Negócios investigados
O Departamento Central de Investigação e Acção Penal (DCIAP) está a investigar os negócios entre a SLN, ex-proprietária do BPN, e o Vitória de Setúbal. Em causa está uma queixa de um dos sócios do clube que questiona as sucessivas transferências de propriedade dos terrenos do Estádio do Bonfim entre várias empresas ligadas ao BPN e o próprio Vitória com o objectivo de ter um novo complexo no Vale da Rosa. Com o envolvimento do BPN, o Vitória poderá ter de procurar outro financiador para o projecto e atrasar o processo de salvação.
Ao que o CM apurou, está a ser investigado como é que a Gestoprata – que era uma das empresas que estava fora do Balanço da SLN – tem nos seus activos o Bonfim – 70 000 m2, adquiridos por 28,5 milhões de euros. O facto é que os direitos de superfície do lote do estádio pertenciam à Pluripar.
O processo remonta a 2000 quando o Vitória criou as empresas Sadisetúbal e a Vitóriapar SGPS. Mais tarde, vendeu o lote 9 dos terrenos do Bonfim, que estavam nos activos da Vitóriapar, à Sadisetúbal, que alienou em 2000. A SLN adquiriu 60%. O clube cede os direitos de superfície do estádio à Pluripar, empresa de Emídio Catum e detida pela SLN.
Verifica-se, ainda, a presença das mesmas pessoas nas várias empresas, Pluripar, Sadisetúbal e Gestoprata. Por exemplo, Mariano Gonçalves era vice de Jorge Goes, presidente do Clube, na Sadisetúbal, e ao mesmo tempo era administrador da Pluripar e da Gestoprata, a outra empresa participada pela SLN.
TERRENOS PENHORADOS
O empréstimo de 500 mil euros que está na origem da penhora do terreno do Estádio do Bonfim foi contraído pelo Vitória de Setúbal em 1992, para pagar uma dívida ao ex-presidente António Xavier de Lima. O clube contraiu um empréstimo junto do então Banco Exterior de España, actual BBVA. Em 11 de Dezembro de 2007, o BBVA cedeu o crédito – que se encontrava 'em incumprimento definitivo' desde 30 de Novembro – ao ex-gerente do Banco, António Casaca.

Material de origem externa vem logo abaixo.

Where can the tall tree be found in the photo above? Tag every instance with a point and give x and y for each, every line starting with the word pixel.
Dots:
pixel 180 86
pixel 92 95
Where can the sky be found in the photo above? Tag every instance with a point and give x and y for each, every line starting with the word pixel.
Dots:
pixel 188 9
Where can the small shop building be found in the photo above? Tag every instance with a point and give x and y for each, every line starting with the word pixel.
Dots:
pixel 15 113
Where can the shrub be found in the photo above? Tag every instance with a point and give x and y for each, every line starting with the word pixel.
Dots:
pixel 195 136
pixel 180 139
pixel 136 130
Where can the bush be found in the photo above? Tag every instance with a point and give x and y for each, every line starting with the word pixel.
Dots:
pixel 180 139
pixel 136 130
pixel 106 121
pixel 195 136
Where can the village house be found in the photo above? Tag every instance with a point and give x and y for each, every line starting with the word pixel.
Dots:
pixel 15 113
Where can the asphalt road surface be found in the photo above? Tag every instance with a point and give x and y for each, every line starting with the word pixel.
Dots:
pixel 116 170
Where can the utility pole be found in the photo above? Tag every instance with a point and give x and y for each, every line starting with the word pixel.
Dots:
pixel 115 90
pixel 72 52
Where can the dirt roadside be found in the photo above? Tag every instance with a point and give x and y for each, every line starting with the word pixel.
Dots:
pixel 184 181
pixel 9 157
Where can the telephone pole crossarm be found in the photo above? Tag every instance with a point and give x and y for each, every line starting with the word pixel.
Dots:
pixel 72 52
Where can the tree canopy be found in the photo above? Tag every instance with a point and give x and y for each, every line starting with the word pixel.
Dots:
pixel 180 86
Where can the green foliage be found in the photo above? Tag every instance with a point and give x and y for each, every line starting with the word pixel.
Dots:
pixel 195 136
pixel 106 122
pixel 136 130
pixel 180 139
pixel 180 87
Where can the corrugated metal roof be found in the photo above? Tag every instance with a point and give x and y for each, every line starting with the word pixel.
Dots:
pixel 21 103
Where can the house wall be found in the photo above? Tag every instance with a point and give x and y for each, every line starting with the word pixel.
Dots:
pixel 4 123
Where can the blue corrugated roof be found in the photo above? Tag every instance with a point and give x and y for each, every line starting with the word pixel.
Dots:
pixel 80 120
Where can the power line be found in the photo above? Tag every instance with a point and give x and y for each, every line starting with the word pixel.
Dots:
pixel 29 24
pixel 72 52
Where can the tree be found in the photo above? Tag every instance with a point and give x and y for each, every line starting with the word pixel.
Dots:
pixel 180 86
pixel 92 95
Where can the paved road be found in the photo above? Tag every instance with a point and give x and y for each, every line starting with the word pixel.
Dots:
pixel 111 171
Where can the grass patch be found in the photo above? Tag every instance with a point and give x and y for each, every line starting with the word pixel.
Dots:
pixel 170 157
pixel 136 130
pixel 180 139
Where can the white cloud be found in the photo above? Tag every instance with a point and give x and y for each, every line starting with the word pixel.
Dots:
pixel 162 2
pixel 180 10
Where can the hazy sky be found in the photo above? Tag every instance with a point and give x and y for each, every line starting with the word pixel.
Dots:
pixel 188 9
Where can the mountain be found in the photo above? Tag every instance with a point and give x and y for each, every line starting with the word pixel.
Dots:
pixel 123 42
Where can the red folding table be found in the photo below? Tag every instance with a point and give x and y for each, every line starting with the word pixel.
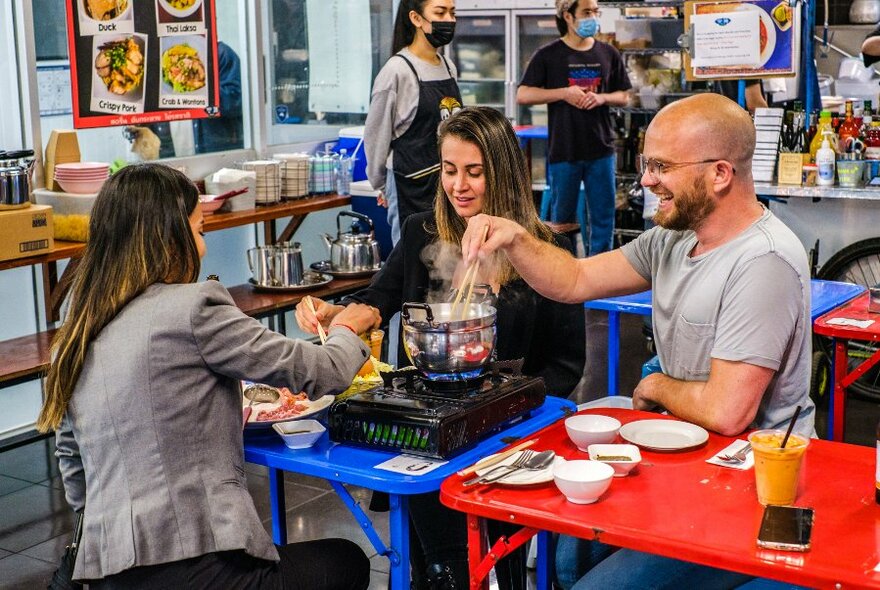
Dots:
pixel 677 505
pixel 857 309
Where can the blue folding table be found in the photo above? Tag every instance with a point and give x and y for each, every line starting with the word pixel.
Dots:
pixel 343 464
pixel 825 296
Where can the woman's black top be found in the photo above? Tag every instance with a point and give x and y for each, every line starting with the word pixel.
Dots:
pixel 548 335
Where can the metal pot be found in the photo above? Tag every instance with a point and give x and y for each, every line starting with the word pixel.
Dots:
pixel 288 269
pixel 444 347
pixel 15 179
pixel 353 251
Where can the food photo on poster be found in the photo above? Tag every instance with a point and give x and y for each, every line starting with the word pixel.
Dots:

A dívida foi executada em 15 de Janeiro deste ano através de uma penhora sobre o direito de propriedade dos terrenos. O Vitória defende que o Lote 8 é um 'bem relativamente impenhorável', ao abrigo do artigo 823º do Código do Processo Civil, por o clube ser uma pessoa colectiva de utilidade pública. O assunto está em tribunal.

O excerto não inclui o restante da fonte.